At the Nazi Party’s annual party meeting in Nuremberg on September 15, 1935, the German government announced two new laws: the Law to Protect German Blood and German Honor and the Reich Citizenship Law. These laws became known as the Nuremberg Laws. The first one prohibited marriage and extramarital sexual relations between Jews and citizens of “German or kindred blood.” The second law created the status of Reich citizen and limited it to people of “German or kindred blood.” Jews did not qualify. Thirteen additional decrees were added over the next eight years.

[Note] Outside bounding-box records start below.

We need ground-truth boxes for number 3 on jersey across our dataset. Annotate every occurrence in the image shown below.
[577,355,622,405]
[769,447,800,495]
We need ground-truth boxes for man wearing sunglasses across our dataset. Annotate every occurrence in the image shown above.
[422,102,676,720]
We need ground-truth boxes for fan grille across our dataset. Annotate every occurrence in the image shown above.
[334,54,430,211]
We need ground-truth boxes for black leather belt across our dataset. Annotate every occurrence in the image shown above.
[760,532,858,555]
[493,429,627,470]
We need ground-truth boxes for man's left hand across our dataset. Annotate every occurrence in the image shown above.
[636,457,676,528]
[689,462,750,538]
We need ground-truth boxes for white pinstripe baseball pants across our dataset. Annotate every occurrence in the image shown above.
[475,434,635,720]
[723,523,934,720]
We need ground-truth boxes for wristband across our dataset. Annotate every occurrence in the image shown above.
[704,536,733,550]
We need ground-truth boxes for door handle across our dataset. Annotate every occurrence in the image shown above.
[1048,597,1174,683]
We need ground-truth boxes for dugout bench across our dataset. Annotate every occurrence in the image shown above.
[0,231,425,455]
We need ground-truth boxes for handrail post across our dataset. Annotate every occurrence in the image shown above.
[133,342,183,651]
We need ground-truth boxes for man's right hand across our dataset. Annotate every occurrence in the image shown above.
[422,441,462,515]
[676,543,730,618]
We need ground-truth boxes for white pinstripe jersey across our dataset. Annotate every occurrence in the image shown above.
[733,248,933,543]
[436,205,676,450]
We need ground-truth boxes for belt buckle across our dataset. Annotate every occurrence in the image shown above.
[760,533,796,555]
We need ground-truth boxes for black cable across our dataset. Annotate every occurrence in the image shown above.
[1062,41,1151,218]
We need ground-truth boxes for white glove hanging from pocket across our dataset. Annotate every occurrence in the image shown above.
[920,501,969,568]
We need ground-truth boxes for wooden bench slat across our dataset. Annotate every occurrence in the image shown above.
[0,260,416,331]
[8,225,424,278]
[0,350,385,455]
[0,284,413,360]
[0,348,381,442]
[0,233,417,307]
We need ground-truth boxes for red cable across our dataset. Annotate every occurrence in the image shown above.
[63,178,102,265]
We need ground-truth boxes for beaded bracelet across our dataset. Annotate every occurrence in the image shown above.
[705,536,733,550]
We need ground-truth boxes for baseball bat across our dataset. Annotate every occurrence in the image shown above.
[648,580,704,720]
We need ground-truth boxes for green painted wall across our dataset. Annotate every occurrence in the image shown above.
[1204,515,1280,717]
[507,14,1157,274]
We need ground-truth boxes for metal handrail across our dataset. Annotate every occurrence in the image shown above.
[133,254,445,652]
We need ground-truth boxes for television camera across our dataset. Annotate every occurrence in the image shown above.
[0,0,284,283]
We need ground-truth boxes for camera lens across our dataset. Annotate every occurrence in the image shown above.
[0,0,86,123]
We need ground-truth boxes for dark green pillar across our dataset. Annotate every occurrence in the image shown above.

In order to distinguish Jews from citizens of German blood, the Nazis had to define a Jew. The First Supplementary Decree of the Reich Citizenship Law stated that a Jew was anyone who was descended from three Jewish grandparents who were themselves “racially full Jews.” A person who had two Jewish grandparents and either belonged to the Jewish religious community, was married to a Jew, or was the offspring of a marriage or extramarital relationship involving a Jew, was also considered Jewish.
The Reich Citizenship Law defined German citizens as someone of ‘German or kindred blood’ but just as significantly, it declared that citizenship privileges would only apply to those through their conduct, showing that they were “both desirous and fit to serve the German people and Reich faithfully.” Jews, and potentially all political opponents of the regime whether open or silent, would be considered merely “subjects of the state.”
There were no credible scientific criteria by which to prove Jewish identity. It did not matter if an individual practiced Judaism or identified themselves as Jewish. Traditional antisemitism that persecuted Jews on the basis of religious belief was not the concern of the law, blood was. Jews were to be conceived as members of a race, defined by blood and by lineage. Some Germans who were not born Jewish and who had never considered themselves Jews suddenly were. Even the descendants of Jews who had converted to Christianity were now Jewish. In addition to the tangible impact of these laws, Jews were denied a number of civil rights; the right to vote, to be elected to office, to employ German women under 45 years of age in their homes, and to fly the German flag. There was also a psychological impact for Jews, the loss of identity.
The Nuremberg Laws defined Jews as inferior and as unworthy of citizenship, that most basic right from which all others flow. The Nuremberg race laws were the cornerstone of the legalized discrimination against, and persecution of Jews in Germany, despite their being no rational basis for the assumptions on which they were founded, nor in the arbitrary manner in which the laws were applied in practice.